I am in same boat as many others here with another additional factors, I have suffered from depression (after an 8 year relationship with a closeted homosexual who wouldn't be depressed!) and have been peri-menopausal for a few years now and have always been obese. These additional factors have made it incredibly impossible to converse with physicians because before depression everything was attributed to my weight and after depression absolutely everything is NOW first attributed to the depression (including the hormone imbalances AND weight) and they don't want to address any concerns I may ask them to consider. Best examples are following:
1.) I went to the gynecologists office with an RX from my old GP for a hormone balance evaluation and the nurse there ignored it and point blank told me, "You don't have a hormone problem, you have a mental health problem and a weight problem, you need to get those under control first". IT TOOK ANOTHER YEAR BEFORE I GOT THE ACTUAL DOCTOR TO SEE ME AND I AM NOW THANKFULLY HORMONE BALANCED!

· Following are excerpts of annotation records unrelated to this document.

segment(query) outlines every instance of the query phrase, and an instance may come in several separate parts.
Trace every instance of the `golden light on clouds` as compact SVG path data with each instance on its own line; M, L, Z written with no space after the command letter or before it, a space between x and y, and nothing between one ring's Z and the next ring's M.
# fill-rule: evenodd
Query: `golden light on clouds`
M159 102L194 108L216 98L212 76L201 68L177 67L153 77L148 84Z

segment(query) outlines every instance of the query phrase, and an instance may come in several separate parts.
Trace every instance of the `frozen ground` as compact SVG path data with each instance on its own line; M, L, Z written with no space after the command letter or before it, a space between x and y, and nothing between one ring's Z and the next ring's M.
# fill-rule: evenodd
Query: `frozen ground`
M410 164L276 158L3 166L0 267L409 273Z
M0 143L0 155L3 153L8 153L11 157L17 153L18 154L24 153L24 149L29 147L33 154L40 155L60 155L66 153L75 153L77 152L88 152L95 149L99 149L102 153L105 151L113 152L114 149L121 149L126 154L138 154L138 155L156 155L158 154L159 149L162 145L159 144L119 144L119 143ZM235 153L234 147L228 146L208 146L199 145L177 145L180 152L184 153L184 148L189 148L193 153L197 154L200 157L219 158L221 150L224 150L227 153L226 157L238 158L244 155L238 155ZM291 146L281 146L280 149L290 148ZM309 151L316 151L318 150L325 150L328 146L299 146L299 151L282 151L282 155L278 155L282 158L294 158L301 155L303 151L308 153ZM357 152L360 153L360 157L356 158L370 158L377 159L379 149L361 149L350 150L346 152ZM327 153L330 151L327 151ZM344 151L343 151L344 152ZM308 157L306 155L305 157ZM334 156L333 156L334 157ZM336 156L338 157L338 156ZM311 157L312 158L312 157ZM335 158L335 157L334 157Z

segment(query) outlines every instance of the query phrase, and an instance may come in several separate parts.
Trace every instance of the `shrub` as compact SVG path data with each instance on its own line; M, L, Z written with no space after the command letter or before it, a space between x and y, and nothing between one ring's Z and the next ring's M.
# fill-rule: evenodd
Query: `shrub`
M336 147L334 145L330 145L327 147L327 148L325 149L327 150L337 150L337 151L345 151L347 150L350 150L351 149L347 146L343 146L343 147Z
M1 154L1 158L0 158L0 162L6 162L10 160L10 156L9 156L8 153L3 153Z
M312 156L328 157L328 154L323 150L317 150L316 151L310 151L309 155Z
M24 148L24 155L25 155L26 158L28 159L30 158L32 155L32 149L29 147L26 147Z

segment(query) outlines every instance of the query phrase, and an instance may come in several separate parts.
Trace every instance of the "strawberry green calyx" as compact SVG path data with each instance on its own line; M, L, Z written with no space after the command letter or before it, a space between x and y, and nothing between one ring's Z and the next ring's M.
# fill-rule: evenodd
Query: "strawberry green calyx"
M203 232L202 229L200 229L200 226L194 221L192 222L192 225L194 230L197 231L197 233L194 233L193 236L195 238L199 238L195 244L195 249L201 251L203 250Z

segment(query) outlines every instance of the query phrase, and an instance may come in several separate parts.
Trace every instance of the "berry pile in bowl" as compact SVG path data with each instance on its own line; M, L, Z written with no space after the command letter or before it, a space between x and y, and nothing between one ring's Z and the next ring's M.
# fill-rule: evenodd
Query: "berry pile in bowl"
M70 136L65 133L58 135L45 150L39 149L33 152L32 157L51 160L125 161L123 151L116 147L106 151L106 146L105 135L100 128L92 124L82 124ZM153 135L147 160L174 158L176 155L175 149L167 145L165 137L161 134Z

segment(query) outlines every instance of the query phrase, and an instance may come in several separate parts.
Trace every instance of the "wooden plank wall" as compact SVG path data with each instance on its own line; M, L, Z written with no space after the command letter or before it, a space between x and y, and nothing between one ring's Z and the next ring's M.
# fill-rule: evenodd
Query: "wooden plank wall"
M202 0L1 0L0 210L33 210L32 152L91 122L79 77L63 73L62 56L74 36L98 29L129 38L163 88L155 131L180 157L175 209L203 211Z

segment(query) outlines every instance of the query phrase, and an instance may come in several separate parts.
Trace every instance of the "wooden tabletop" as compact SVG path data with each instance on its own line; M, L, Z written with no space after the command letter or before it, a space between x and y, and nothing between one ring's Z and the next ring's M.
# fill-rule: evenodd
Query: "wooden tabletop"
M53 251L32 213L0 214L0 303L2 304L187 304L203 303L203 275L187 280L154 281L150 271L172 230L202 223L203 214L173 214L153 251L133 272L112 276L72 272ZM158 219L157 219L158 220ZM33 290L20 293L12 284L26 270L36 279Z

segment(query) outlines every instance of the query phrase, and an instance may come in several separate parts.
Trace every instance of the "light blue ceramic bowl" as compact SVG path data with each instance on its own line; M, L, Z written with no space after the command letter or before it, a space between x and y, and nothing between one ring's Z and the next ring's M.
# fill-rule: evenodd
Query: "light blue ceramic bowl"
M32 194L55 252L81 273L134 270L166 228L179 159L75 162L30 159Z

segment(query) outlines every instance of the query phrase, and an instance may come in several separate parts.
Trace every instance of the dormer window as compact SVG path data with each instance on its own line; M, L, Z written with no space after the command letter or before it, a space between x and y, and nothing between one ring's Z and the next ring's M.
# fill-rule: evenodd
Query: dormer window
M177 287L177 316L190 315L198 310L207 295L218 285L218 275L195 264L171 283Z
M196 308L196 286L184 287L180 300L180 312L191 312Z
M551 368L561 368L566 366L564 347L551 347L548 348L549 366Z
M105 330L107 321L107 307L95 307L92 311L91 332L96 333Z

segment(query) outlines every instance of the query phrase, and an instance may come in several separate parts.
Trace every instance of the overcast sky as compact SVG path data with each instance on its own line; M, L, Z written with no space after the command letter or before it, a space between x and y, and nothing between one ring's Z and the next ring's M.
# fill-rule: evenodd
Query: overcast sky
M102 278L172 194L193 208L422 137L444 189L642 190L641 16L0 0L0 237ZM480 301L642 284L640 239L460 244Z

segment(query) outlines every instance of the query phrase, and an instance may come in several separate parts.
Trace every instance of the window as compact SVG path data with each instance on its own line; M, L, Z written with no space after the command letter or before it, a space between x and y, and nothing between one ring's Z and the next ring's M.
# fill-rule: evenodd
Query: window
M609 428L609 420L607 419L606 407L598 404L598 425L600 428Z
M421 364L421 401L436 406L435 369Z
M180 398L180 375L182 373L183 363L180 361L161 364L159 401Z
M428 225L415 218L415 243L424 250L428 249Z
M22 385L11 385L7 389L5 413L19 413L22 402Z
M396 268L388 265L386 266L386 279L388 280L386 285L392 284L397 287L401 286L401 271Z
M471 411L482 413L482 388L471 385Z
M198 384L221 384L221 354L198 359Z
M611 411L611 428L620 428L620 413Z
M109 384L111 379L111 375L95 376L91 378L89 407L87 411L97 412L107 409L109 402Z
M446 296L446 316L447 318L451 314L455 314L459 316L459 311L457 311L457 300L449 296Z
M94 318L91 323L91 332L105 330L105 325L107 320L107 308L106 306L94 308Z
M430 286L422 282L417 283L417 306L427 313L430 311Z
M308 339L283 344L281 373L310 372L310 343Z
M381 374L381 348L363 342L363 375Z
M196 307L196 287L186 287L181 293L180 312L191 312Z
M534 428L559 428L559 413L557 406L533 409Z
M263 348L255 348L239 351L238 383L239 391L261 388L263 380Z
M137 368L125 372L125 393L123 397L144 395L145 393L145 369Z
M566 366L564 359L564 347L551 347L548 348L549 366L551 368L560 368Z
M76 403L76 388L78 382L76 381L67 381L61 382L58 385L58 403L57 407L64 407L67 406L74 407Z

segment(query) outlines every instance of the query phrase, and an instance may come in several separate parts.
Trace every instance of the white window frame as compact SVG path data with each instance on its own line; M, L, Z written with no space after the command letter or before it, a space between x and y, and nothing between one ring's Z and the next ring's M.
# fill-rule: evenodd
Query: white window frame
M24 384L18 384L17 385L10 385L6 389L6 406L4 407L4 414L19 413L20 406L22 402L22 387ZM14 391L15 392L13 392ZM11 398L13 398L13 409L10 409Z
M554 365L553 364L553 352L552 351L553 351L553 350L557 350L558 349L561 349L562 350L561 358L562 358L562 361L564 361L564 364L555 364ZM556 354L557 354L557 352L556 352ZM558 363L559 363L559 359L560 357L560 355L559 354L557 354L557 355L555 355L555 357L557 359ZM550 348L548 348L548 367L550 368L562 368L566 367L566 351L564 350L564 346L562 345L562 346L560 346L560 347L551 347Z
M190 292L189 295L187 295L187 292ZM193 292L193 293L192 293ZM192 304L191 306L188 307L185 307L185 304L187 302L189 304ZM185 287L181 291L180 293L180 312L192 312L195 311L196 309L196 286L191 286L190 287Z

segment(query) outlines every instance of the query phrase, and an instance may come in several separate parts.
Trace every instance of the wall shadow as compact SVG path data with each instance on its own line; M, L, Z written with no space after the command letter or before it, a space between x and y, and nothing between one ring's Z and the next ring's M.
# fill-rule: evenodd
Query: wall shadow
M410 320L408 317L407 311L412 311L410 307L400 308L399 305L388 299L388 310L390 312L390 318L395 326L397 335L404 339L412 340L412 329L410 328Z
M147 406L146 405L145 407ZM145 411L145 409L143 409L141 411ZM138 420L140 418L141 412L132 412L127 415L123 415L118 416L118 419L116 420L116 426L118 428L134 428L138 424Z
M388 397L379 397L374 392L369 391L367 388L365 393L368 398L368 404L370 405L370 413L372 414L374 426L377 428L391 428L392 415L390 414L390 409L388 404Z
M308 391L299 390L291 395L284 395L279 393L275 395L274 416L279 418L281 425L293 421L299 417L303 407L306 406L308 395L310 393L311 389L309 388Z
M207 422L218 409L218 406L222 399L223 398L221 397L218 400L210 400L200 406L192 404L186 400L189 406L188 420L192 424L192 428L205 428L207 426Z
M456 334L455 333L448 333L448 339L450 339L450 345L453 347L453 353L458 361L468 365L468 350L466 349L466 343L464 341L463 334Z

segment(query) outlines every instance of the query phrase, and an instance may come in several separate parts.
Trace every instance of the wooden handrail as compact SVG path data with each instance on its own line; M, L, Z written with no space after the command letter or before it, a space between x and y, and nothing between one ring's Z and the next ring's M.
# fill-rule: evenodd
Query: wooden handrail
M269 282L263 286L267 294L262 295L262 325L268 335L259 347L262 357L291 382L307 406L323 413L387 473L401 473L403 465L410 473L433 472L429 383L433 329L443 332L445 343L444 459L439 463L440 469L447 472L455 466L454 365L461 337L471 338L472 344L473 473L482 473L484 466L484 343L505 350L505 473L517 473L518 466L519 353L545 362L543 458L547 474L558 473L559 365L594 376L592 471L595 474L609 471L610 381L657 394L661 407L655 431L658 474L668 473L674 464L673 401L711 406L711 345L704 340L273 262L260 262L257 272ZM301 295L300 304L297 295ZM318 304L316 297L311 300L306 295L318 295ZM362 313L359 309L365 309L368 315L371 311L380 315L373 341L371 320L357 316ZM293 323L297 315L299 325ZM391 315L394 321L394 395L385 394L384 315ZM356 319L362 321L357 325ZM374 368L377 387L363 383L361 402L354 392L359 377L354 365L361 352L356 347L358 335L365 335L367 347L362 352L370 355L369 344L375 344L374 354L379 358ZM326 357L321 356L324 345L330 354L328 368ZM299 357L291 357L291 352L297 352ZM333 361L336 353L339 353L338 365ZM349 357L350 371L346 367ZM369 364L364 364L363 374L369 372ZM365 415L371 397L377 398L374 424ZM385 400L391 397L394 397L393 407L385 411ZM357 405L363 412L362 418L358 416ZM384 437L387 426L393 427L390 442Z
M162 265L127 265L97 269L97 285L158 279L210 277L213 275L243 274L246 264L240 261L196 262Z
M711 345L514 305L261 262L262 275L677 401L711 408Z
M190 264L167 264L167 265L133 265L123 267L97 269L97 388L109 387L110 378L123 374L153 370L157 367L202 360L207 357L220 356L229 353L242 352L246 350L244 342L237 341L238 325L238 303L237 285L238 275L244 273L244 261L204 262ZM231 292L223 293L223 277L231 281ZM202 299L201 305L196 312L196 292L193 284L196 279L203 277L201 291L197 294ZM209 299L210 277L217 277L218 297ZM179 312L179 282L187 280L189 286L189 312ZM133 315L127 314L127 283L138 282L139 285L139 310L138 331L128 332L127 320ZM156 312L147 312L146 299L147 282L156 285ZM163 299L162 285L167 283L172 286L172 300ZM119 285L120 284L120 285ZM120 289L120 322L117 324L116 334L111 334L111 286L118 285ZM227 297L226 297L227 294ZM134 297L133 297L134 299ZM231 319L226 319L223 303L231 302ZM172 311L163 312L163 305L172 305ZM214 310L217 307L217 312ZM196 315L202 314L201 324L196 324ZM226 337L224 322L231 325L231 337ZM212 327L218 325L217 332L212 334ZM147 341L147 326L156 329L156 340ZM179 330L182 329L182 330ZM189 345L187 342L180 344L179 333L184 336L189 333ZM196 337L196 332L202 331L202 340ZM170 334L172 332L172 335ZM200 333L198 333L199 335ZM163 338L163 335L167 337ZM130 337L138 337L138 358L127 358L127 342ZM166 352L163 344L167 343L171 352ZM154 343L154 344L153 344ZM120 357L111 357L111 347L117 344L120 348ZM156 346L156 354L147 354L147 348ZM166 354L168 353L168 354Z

2.) My sister is potentially suffering from MS and has had numerous "episodes" but no definitive diagnosis because it can take years of tests before it becomes clearly evident. When I found that many things I had taken for granted in my life as being “just me” were indicators of a neurological problem, I asked my new GP for a referral to a neurologist myself. My issues include frequent clumsiness, mumbled speech, difficulty swallowing and memory issues, just to name a few of my concerns. I might also add my brother has epilepsy of unknown origin and this made me further concerned. So, I didn't think it was out of the question to visit a neurologist and ask for an evaluation, just to make sure everything is as it should be...I was told by my new PCP that I should seek the services of a neuropsychiatrist instead. WELL, I HAVE HAD THREE (3) FALLS AND NEARLY CHOKED TO DEATH AT LEAST TEN (10) TIMES SINCE THEN. NOW THAT MY NEW INSURANCE NO LONGER REQUIRES A REFERRAL I PLAN TO SEEK THE ADVICE OF A NEUROLOGIST ON MY OWN AND I INTEND TO CHANGE GENERAL PRACTITIONERS AS WELL!
3.) I see a rehab specialist now for the back pain I have been suffering from an old injury (from one of the many falls from my clumsiness!) which is now aggravated by my weight. After both the first and second visits she was referring me to psychologists and I could only shake my head the first time in exasperation, but after second visit I had an all out blow out on her, telling her that, “This year I have made more positive steps forward in my life than I have in the past ten years and you want me in psychotherapy? WHY?” Let’s just say that she and I aren’t best of friends, but I am still going because she and her partner are last stop for this kind of injury!
IN CLOSING, FOR ALL THESE REASONS, I THINK THAT UNLESS YOU HAVE BEEN ON LONG TERM MEDICATIONS OR ACTUALLY HOSPITALIZED FOR DEPRESSION YOU SHOULD NEVER EVER MENTION IT UNLESS YOU ARE DIRECTLY ASKED! ***DON'T CHECK THAT BOX UNLESS YOU REALLY HAVE TO! THEY CHALK IT ALL UP TO A MENTAL HEALTH ISSUE BEFORE THEY EVEN LOOK AT YOU!